At the 90% level today on strip, we're able to maintain the return to shareholders we're delivering to you today in each subsequent quarter. And so -- what we're seeing today is we have the ability to continue to push the base dividend and incrementally grow it over time and also deliver these special dividends within this range without any fluctuation, downwards or upwards.

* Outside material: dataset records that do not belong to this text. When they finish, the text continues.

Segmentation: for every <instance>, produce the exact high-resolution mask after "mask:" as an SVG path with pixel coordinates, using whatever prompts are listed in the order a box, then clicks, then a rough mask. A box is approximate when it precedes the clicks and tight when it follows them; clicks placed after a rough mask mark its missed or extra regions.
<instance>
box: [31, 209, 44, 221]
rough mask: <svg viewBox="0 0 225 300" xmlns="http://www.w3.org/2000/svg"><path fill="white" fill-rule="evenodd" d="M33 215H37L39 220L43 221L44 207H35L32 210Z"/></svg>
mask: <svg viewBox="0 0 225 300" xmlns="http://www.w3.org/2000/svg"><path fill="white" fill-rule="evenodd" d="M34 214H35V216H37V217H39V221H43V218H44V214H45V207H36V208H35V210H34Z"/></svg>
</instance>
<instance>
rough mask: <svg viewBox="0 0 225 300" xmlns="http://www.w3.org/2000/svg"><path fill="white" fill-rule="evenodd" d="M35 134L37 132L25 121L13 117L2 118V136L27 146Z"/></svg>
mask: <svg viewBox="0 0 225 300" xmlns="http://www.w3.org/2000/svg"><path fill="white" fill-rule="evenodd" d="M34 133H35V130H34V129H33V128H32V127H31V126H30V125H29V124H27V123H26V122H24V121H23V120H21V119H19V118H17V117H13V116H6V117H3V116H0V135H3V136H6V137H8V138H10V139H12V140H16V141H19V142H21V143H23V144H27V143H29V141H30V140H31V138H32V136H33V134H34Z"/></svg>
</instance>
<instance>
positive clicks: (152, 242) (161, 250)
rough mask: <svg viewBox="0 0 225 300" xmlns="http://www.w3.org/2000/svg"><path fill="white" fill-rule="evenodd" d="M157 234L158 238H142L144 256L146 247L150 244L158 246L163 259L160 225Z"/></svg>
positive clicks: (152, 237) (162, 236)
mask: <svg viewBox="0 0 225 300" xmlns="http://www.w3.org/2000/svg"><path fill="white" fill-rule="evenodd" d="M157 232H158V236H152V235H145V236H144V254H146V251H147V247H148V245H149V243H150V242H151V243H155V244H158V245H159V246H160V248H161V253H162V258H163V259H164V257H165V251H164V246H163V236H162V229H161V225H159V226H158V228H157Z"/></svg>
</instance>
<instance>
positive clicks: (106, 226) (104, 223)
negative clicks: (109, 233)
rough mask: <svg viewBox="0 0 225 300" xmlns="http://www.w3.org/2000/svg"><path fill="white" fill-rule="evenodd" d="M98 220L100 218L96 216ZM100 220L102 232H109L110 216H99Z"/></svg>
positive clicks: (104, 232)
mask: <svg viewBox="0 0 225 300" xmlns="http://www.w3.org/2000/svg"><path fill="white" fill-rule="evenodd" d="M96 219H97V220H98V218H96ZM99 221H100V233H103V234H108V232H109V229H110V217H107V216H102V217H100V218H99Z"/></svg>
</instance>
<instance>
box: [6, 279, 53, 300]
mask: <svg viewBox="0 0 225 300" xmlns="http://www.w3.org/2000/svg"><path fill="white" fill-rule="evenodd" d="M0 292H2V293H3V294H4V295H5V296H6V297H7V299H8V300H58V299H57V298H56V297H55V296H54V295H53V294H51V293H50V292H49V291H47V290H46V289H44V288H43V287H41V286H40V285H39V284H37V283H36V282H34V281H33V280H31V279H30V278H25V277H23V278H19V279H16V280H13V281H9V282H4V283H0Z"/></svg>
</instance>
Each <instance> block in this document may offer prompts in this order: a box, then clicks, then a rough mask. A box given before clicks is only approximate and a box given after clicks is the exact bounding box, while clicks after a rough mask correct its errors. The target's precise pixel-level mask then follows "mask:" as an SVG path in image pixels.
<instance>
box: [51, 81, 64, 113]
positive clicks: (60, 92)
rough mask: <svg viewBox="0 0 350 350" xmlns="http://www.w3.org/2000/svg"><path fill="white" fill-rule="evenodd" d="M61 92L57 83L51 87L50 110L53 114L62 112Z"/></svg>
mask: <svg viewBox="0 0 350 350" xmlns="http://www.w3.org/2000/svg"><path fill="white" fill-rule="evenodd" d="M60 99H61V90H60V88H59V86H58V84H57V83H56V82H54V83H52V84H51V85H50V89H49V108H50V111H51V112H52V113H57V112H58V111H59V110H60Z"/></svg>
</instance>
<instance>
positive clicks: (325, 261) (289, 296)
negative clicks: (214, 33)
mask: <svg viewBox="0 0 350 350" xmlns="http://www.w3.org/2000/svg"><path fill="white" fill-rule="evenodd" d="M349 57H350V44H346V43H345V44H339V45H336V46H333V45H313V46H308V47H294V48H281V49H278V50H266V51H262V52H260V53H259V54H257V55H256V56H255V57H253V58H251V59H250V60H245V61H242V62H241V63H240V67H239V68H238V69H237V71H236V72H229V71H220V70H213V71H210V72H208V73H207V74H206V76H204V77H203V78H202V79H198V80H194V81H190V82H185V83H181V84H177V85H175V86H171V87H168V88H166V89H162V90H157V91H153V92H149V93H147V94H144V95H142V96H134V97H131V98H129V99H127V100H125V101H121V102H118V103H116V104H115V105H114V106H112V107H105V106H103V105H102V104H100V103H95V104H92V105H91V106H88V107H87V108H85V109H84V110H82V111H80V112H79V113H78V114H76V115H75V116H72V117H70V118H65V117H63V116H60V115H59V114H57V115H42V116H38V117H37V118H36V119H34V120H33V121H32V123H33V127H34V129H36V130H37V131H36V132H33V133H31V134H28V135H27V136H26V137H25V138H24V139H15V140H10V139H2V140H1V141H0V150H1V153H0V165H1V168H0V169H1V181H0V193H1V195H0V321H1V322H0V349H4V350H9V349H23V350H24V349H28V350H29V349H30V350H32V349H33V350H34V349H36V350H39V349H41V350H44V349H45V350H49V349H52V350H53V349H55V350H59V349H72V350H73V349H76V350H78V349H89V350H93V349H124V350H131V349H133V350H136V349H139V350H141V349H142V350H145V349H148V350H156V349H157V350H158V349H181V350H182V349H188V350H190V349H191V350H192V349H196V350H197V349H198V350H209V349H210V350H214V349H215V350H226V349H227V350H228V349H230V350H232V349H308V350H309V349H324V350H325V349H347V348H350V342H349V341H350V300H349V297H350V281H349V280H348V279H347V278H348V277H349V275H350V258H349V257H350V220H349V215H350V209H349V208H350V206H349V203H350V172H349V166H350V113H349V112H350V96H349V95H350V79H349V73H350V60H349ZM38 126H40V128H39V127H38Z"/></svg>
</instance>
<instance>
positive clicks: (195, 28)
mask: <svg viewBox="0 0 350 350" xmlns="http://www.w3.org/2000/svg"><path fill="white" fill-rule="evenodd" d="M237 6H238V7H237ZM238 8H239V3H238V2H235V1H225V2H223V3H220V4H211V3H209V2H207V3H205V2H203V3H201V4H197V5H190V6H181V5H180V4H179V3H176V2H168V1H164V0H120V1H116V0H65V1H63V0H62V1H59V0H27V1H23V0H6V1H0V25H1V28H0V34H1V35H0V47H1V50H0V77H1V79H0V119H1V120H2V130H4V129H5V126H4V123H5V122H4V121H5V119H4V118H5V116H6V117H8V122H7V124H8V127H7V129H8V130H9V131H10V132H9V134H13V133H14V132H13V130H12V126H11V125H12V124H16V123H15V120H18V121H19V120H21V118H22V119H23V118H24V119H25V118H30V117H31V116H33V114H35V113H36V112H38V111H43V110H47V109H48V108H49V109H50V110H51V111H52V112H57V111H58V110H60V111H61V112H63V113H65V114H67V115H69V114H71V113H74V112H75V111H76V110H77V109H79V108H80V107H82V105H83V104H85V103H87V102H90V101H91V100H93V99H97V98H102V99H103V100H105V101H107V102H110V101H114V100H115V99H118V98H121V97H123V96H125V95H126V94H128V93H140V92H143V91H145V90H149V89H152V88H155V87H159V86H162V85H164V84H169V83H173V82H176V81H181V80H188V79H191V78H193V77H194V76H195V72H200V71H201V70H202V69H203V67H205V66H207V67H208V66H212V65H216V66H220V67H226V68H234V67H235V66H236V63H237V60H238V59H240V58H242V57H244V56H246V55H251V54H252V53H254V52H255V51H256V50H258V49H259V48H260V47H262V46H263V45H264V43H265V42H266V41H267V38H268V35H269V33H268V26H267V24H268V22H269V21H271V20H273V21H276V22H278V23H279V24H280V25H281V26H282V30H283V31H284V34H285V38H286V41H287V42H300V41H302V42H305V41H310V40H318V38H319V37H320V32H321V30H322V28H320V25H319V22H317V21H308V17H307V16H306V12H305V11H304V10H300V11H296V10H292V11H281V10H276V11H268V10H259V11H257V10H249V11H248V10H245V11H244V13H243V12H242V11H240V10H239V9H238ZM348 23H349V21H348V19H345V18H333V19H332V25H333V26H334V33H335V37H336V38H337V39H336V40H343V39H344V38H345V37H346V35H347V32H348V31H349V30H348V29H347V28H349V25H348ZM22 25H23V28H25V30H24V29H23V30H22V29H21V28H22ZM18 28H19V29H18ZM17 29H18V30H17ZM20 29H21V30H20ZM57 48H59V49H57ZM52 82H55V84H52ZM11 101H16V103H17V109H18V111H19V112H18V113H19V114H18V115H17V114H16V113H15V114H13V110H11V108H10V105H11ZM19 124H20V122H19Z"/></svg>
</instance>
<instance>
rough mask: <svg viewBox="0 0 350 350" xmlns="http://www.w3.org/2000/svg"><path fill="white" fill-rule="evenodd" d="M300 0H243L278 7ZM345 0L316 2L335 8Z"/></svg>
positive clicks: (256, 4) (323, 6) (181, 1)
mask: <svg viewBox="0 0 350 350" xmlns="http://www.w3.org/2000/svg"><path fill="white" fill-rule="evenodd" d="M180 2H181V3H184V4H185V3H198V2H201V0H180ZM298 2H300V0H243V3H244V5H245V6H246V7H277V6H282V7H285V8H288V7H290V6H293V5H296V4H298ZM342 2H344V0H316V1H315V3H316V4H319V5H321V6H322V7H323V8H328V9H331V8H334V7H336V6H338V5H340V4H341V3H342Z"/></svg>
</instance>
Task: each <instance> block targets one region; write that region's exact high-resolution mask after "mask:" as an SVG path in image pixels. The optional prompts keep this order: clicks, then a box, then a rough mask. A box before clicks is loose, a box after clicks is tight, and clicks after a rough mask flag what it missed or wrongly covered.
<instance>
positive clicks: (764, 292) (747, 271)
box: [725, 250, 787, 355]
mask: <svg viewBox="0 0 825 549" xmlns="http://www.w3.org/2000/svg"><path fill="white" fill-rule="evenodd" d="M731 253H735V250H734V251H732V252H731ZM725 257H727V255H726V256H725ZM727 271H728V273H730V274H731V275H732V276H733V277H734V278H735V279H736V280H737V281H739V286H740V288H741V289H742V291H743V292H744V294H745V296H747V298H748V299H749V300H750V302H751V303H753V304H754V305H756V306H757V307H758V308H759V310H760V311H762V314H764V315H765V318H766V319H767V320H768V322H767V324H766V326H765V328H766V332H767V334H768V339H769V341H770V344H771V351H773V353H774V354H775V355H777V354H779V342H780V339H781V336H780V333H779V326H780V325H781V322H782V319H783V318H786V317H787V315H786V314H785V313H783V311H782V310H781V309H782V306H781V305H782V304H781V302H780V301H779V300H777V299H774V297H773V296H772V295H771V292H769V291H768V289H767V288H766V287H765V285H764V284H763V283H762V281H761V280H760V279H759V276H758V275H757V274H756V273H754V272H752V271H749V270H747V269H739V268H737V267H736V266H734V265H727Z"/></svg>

And as you look forward to the now 7-year plan, EP plan, we're able to deliver base and special dividends on strip each year of that plan. So I think you can kind of use these ranges as a forward guide beyond '23 as well.

M
Michael Harvey
analyst

Okay. So if commodity prices go up, you'll pay out less and then presumably more cash will go to, I guess, debt repayment or other things. Is that the right way to think about it?

M
Michael Rose
executive

Yes, in general, the quantum would be similar. It's the percentage payout they would be a bit less. And exactly, you could store more cash on the balance sheet. And you could also allocate more cash to some of these other investment opportunities you've been highlighting in the release.

Operator

The next question comes from Peter Cooke, Logan Capital.

P
Peter Cooke
analyst

And Mike, just a question on the LNG. It looked a little confusing on your change in the accounting and what you're doing there. Could you just review that just a tiny bit as to what that was all about?

M
Michael Rose
executive

It's going to be handled as an embedded derivative rather than a physical contract going forward. And it's just on the 1 LNG contract on our delivery to the Gulf Coast on 140 million a day.

B
Brian Robinson
executive

And it has no impact on our cash flows, our capital spending, our cash taxes, other cash costs or production. So the numbers in the statements on the P&L side are all unrealized. We haven't started delivering to that contract at all yet.

P
Peter Cooke
analyst

Will you be delivering that come January 1, pretty much? Is that...

M
Michael Rose
executive

Yes.

B
Brian Robinson
executive

Yes.

M
Michael Rose
executive

Yes. That's the plan.

B
Brian Robinson
executive

As scheduled, and it's a 15-year term. And we continue to view it as a key component of our -- an extension of our market diversification strategy. And there's only a few producers that are doing what we're doing, which is gathering the benefit from these Asian natural gas prices, and that's what we can capture there.

P
Peter Cooke
analyst

I guess, the question is, does the U.S. have the capability to ship it to manufacture at this point?

M
Michael Rose
executive

No, it's a growing business worldwide. So I mean the outlook for LNG, we think, is very robust.

Operator

[Operator Instructions]

There are no further questions at this time. Please continue.

W
W. Kirker
executive

Thanks, everyone, for dialing in. We'll talk to you next quarter.

Operator

Ladies and gentlemen, this does conclude the conference call for today. We thank you for your participation and ask that you please disconnect your lines.